We can choose two routes, especially depending on the urgency of the diagnosis. We can choose to feel disempowered, or we can consider our situation a wake-up-call meant for righting or improvement. Choosing the latter doesn't yield instantaneous or automatic outcomes, it requires dedicated effort over time. Yet, if we recognize this seed of having the opportunity and gift of trying to stabilize or improve things, we can ultimately cultivate a new garden.

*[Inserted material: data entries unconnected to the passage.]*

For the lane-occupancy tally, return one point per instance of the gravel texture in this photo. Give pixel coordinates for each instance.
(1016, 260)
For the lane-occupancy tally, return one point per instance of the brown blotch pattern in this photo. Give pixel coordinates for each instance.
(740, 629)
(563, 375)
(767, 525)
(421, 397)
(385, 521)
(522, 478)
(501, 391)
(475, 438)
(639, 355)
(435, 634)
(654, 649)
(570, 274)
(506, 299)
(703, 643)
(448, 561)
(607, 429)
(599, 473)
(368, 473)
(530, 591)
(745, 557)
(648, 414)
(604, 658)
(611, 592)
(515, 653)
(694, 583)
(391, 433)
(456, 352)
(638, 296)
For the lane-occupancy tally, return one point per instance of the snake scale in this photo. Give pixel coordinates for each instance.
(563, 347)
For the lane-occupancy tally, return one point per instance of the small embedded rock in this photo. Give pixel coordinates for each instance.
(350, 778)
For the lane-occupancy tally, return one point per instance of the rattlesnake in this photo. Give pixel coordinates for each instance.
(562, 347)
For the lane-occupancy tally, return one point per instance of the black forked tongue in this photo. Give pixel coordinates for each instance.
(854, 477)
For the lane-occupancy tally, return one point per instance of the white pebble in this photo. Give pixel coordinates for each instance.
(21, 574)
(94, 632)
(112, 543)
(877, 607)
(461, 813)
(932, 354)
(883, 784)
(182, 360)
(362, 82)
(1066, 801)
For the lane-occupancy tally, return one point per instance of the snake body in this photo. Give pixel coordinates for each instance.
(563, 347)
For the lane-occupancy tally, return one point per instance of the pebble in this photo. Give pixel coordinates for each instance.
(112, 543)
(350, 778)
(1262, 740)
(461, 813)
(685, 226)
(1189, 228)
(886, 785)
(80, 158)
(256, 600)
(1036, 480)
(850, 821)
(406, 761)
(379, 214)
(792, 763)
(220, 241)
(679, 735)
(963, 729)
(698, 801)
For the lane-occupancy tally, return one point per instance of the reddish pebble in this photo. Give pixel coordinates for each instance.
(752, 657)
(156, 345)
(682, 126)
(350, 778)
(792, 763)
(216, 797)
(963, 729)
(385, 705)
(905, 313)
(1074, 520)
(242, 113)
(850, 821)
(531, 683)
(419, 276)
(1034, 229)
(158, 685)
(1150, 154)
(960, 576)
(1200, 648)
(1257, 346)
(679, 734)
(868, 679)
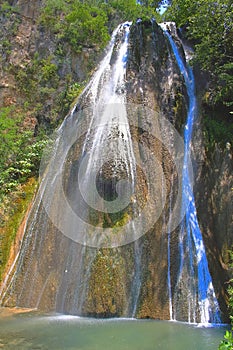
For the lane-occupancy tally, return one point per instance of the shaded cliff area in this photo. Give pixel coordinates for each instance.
(153, 80)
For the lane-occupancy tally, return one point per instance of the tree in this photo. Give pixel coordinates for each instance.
(209, 23)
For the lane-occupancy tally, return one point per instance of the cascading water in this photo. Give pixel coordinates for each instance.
(100, 237)
(193, 259)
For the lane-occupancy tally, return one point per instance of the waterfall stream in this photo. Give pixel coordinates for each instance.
(100, 238)
(191, 246)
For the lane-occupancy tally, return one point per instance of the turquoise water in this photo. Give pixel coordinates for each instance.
(35, 331)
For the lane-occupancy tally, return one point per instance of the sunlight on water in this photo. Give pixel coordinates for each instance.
(31, 331)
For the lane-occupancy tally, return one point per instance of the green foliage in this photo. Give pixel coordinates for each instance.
(20, 153)
(227, 343)
(209, 23)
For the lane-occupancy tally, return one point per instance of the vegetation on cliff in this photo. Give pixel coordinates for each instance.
(39, 85)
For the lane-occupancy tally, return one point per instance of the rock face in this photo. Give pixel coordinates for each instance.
(55, 273)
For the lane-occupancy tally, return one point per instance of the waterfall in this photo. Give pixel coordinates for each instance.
(202, 301)
(105, 236)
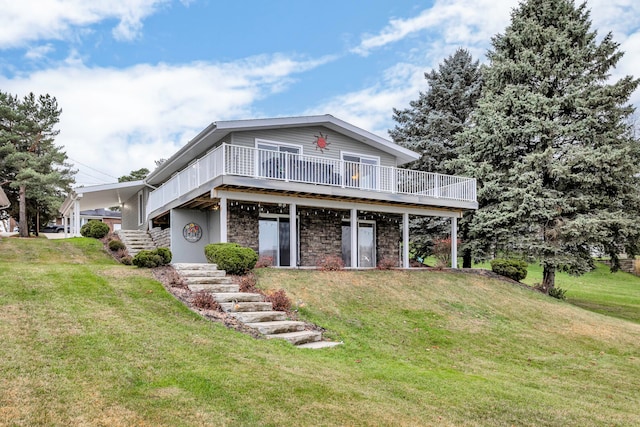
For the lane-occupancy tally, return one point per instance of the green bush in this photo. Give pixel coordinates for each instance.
(151, 259)
(95, 229)
(116, 245)
(231, 257)
(165, 253)
(512, 268)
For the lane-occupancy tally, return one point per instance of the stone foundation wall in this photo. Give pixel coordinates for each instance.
(320, 234)
(162, 238)
(242, 220)
(320, 231)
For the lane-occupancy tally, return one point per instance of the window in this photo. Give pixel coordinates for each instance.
(366, 238)
(360, 171)
(140, 207)
(276, 159)
(274, 240)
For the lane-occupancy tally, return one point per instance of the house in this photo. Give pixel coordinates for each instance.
(295, 189)
(112, 218)
(4, 200)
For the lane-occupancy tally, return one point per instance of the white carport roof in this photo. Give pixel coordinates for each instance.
(101, 196)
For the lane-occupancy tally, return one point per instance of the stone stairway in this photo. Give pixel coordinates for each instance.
(248, 308)
(136, 240)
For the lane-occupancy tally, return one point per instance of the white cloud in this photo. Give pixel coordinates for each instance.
(118, 120)
(469, 24)
(38, 52)
(26, 21)
(458, 23)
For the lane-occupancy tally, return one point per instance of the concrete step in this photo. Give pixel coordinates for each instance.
(320, 344)
(246, 306)
(259, 316)
(201, 273)
(277, 326)
(208, 280)
(297, 338)
(238, 297)
(194, 266)
(214, 289)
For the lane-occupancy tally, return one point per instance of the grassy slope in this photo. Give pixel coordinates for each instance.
(614, 294)
(86, 341)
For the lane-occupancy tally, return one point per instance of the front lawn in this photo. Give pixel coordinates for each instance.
(86, 341)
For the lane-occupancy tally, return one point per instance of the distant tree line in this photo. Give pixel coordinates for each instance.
(549, 137)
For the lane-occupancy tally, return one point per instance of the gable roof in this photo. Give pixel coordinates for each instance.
(218, 130)
(4, 200)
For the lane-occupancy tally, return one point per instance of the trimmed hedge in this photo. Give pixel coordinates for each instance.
(95, 229)
(116, 245)
(231, 257)
(151, 259)
(512, 268)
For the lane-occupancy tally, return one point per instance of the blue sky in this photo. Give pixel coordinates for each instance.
(137, 79)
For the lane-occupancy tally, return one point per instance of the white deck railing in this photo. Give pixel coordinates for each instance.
(283, 166)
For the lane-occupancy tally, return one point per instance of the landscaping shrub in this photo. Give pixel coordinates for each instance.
(512, 268)
(330, 263)
(231, 257)
(206, 301)
(95, 229)
(116, 245)
(151, 259)
(248, 283)
(279, 299)
(558, 293)
(442, 253)
(264, 261)
(387, 264)
(165, 253)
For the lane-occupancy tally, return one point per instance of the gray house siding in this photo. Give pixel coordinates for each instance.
(306, 137)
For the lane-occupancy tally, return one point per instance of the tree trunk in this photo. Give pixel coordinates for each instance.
(22, 219)
(466, 258)
(548, 278)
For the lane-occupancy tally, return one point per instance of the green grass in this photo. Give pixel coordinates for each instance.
(88, 342)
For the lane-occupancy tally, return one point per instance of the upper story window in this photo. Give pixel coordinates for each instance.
(361, 171)
(277, 160)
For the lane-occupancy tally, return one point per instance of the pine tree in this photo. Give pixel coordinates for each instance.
(430, 125)
(552, 147)
(35, 167)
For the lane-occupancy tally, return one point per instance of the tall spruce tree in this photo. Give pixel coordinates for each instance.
(35, 167)
(430, 125)
(552, 147)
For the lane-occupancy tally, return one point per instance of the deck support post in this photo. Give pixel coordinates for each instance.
(293, 235)
(405, 240)
(354, 238)
(76, 218)
(223, 219)
(454, 242)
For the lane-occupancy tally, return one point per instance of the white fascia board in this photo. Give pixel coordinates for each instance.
(218, 130)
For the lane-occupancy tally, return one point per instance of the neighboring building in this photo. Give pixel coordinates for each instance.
(295, 189)
(4, 200)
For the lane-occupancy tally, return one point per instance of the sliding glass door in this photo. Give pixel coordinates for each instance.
(274, 240)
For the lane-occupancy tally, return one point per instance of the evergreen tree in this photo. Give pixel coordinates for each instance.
(429, 126)
(552, 147)
(35, 167)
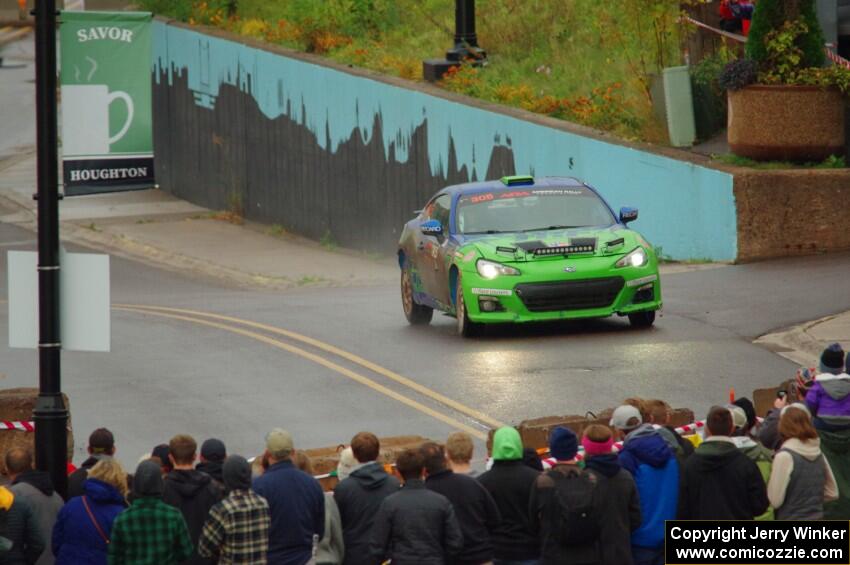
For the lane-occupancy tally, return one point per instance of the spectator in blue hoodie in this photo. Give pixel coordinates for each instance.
(649, 459)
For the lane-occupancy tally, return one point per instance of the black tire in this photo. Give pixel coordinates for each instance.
(416, 314)
(465, 326)
(642, 319)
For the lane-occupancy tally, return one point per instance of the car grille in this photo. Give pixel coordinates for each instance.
(570, 295)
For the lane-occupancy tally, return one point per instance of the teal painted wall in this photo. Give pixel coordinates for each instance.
(686, 209)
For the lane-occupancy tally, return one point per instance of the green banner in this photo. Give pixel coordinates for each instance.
(106, 136)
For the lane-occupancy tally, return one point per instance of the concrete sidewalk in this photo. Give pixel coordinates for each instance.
(803, 344)
(157, 228)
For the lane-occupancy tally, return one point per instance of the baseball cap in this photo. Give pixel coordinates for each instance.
(279, 443)
(625, 414)
(213, 450)
(739, 417)
(101, 441)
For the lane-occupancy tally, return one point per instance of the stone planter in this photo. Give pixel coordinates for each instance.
(786, 123)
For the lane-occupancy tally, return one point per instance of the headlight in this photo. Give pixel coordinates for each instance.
(491, 269)
(637, 258)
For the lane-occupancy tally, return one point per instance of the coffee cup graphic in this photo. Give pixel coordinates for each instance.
(85, 119)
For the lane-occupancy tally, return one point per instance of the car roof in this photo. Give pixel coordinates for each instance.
(484, 186)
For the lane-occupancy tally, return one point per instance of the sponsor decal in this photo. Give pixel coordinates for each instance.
(492, 291)
(642, 280)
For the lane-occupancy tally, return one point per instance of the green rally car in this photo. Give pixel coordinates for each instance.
(522, 249)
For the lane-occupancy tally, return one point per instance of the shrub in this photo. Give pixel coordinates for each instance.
(738, 74)
(771, 15)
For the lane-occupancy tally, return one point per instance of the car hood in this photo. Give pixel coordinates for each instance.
(519, 247)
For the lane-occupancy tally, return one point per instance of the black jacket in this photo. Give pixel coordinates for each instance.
(18, 525)
(620, 508)
(545, 514)
(415, 527)
(358, 498)
(719, 482)
(193, 493)
(476, 513)
(510, 483)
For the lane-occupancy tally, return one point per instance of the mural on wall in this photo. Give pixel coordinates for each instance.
(321, 151)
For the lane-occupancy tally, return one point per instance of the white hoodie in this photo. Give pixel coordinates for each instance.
(783, 466)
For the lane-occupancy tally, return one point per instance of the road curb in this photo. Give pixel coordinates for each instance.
(797, 343)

Something to keep in mind, when hoping to get back on our feet, is to be open-minded as to what got us into our circumstance to begin with, and what might really help us get back out. We need to be humble to undergoing some trial and error as we feel and research our way forward. We need to be truthful about our attitudes, our action and inaction, our dependencies, and our habits. We need to honor that we are spiritual beings cloaked in physical bodies, responsible for our thoughts and emotions as well as cultivating our capacity for differing levels of consciousness connecting us to the universe. We need to remember that our healing will come from a candid assessment of our traumas, our woundedness, our coping mechanisms, our malnourishment, and our imbalances – all in every form, mental, spiritual, physical and emotional. And we need to remember we are all on a journey of discovery about our souls.


I write this to give hope to those who have just been diagnosed. Each of us needs to hear that we can get to something better, that with a repurposing of our intentions and goals, we can achieve aspects of healing, even the miraculous. It isn’t easy to be diagnosed with anything, but we should never give up on the hope for a meaningful betterment.